Some time ago I wrote a column saying that the “gig” system is no different from the Old South’s sharecropper system. It’s essentially the same business model and instead of the “gig economy” I call it the “share-worker economy.”
The fundamental argument against share-workers getting the same wage and hour rules as minimum-wage workers is, at its very core, that it would make the services they perform too expensive to get a high enough level of sales revenue for the business model to work.
What this argument is really saying is that the company, Uber or whatever, needs to make its 30% or whatever markup on labor payments plus costs (gas, insurance, etc.) and that if the people who actually do the work are paid a minimum wage, enough people won’t pay enough money for the services being sold to cover the cost of the worker earning a minimum wage AND the company adding a 30% overhead charge on top of that labor cost.
Suppose Burger King said that their employees should be exempt from paying overtime and a minimum wage because enough people won’t buy burgers if Burger King has to charge prices high enough to both pay a minimum wage AND made a profit equivalent to a 30% markup on their labor costs?

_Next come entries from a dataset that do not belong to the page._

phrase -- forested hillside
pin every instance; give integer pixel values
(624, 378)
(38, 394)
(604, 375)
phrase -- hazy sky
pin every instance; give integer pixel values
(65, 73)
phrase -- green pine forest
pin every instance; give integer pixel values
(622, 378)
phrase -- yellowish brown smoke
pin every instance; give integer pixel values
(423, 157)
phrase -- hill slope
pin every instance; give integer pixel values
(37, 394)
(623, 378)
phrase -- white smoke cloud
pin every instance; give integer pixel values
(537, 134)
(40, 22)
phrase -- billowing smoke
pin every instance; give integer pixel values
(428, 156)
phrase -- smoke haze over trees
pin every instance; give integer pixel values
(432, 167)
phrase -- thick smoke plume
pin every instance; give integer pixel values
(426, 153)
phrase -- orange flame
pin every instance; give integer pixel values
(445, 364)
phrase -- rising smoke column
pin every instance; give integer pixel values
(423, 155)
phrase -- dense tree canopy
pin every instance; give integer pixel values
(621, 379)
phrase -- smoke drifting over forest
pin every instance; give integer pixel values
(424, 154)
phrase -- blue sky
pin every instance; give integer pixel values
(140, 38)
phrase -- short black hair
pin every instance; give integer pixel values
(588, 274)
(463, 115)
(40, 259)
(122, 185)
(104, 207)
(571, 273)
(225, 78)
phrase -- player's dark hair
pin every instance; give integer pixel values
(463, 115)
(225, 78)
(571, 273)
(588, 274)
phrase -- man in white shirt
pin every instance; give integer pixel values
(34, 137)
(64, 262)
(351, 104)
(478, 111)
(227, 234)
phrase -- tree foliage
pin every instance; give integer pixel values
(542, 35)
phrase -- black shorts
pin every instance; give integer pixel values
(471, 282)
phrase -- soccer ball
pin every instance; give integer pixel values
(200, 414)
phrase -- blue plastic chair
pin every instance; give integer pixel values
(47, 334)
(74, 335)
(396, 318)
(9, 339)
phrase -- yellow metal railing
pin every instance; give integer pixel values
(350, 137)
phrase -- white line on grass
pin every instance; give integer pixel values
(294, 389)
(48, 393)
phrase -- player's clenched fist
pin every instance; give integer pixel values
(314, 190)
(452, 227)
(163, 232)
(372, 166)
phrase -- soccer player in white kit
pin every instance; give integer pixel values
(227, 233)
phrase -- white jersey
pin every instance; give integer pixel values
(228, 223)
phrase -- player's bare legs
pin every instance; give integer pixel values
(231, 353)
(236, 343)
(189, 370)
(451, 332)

Clearly, that would not be a valid argument for exempting Burger King from the wage and hour laws. And, it is not a good argument to justify exempting Uber or any other company whose business is taking a percentage of the wages of workers they send out to be exempt either.
Pay what you need to pay. Charge what you need to charge, and see if your product has enough customers at that price for your company to be successful. If not, then you don’t deserve to be in business in the first place. That’s how capitalism is supposed to work.